I was in the middle of Rumors of Water and sifted through a haystack for old posts in a book club online. I was three months late. I laughed and cried through the comments, wishing I had been on time.

When Deidra challenged her blogger-friends to join the conversation about women wanting it all last summer, I wanted to bring something worthy of discussion to that party too, except I was late again, even though ideas burned and swirled like smoke up and out of the chimney impregnating the Internet-neighborhood air.

It takes me too long to process thoughts and idea and make sense of life. By the time I have something to contribute to the conversation, it’s often ended.
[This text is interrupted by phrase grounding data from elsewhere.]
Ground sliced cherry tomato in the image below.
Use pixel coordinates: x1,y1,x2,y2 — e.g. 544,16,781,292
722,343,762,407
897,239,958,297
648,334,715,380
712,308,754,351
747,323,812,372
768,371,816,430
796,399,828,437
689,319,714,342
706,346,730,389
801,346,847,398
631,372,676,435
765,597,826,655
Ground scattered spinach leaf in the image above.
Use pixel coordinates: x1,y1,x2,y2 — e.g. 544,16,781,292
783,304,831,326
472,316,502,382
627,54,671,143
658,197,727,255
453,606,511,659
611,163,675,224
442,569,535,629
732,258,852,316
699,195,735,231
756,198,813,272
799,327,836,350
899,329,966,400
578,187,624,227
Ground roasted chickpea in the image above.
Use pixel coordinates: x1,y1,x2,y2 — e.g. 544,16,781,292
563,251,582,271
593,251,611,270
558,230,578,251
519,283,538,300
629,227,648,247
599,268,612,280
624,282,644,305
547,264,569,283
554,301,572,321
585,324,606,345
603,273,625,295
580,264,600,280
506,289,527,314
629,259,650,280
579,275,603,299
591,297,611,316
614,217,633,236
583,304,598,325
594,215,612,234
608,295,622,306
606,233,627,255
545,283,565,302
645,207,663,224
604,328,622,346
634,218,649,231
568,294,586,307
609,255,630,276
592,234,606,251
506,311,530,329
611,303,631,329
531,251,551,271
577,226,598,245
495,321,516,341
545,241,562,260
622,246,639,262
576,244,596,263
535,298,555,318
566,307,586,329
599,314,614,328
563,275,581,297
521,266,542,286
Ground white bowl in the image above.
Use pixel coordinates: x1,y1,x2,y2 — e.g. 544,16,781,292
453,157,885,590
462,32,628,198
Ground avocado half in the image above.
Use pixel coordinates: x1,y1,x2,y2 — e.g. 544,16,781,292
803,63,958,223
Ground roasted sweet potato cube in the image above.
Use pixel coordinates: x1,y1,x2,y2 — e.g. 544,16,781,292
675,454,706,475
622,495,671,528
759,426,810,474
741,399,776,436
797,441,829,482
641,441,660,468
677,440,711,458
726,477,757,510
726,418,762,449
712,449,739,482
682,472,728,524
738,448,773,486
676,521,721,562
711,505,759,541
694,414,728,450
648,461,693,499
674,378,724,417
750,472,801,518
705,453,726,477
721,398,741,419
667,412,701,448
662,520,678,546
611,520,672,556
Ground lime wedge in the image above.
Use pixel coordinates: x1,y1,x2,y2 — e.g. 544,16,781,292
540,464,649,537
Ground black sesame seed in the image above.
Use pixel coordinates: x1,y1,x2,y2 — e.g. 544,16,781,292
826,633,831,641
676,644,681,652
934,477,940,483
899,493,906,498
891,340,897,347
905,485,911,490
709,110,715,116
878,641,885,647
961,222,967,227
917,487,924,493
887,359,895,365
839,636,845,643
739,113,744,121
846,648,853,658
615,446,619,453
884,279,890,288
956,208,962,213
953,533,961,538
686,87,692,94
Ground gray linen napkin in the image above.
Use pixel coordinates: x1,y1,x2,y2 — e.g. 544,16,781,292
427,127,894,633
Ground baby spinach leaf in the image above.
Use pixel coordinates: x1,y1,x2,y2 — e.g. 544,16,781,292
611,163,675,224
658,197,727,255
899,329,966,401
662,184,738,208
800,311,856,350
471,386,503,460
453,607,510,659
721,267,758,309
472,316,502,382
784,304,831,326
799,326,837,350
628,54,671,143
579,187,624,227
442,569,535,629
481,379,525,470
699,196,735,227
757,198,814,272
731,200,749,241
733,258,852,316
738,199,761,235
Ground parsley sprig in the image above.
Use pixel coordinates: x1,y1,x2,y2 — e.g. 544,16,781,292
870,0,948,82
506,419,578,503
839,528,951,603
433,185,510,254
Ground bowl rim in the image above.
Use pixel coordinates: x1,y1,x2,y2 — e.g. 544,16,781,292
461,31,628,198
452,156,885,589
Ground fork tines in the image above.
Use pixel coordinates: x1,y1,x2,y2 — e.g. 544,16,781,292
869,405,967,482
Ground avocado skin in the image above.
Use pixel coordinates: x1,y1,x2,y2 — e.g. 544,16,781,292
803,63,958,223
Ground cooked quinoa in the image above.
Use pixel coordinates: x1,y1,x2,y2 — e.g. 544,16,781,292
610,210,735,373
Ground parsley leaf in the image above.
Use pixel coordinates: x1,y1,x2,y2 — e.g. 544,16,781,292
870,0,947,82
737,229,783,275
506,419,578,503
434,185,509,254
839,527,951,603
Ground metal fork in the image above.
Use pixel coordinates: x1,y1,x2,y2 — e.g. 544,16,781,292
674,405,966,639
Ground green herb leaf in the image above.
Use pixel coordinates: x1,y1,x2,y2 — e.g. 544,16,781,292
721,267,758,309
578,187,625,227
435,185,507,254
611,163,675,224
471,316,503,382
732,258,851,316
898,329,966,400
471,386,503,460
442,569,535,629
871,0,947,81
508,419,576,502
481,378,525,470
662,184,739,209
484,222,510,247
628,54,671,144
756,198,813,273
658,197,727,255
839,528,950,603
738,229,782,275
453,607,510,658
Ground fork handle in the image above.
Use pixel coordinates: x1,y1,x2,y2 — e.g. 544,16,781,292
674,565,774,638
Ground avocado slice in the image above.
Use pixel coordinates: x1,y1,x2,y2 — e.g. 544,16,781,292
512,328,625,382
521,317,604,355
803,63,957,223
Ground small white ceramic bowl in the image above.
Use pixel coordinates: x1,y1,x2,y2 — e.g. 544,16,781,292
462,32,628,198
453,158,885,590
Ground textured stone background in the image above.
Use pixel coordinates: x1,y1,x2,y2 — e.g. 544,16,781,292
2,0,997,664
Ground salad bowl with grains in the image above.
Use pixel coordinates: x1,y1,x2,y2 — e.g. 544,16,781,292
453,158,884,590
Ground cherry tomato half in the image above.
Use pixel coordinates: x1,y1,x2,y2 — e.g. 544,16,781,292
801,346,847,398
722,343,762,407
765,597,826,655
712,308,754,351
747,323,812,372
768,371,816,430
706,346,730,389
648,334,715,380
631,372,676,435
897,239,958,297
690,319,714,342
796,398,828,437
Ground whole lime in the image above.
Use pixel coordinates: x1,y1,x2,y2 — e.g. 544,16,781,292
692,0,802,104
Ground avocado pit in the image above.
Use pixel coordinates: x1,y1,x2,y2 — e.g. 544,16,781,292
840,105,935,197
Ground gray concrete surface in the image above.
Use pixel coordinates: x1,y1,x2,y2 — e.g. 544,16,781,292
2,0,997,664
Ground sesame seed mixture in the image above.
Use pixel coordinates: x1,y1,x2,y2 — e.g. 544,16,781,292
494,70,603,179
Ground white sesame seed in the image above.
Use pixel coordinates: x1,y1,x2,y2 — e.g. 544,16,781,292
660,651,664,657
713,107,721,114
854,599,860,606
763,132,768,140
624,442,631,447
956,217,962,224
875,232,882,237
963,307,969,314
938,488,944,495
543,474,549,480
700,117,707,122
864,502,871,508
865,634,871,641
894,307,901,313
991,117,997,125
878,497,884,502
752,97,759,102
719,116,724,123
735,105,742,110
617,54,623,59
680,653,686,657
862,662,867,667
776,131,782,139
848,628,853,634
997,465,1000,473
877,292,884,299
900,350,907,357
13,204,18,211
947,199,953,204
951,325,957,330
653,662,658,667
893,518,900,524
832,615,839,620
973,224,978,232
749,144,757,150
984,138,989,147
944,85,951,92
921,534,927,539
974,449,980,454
Maybe it’s because I fuss too much. Worry about how I’m going to sound when to say it. How I will look. I’m the middle-schooler getting dressed for the eighth-grade dance inspecting myself far too long in the mirror, wondering whether my outfit will evoke whispers behind cupped hands between friends or impress the other kids in the room.

In real life, I’m now the mother of those insecure teen girls whose favorite—and least liked—place is before the mirror, and they can’t help themselves until they grow out of it. The mother knows they will mature. The mother knows one day they will instinctively know what to wear to the party, that they will be comfortable in their own skin, and find their voice.

8thgradedance

The mother tells the girls nothing. The only way out of this juvenile angst and navel-gazing is to keep breathing, sleeping, and practice being a person. You learn who you are in the process, and there are no shortcuts.

Maybe this is why God tries us. It’s not because He can’t see what’s in our heart—He can. And maybe it’s not even because we need to know what’s in our heart. Maybe it’s because the insecurity and doubt that is there at the beginning can turn to trust by the end, if we keep breathing, sleeping, and practice being His child.

Not that I have already obtained all this, or have already arrived at my goal, but I press on to take hold of that for which Christ Jesus took hold of me (Philippians 3:12).

2 thoughts on “Insecurity Among Friends: Then and Now

  1. Iris

    So true, Dawn. We learn along the way. Insecurity has been a huge issue for me, but I showing me my worth.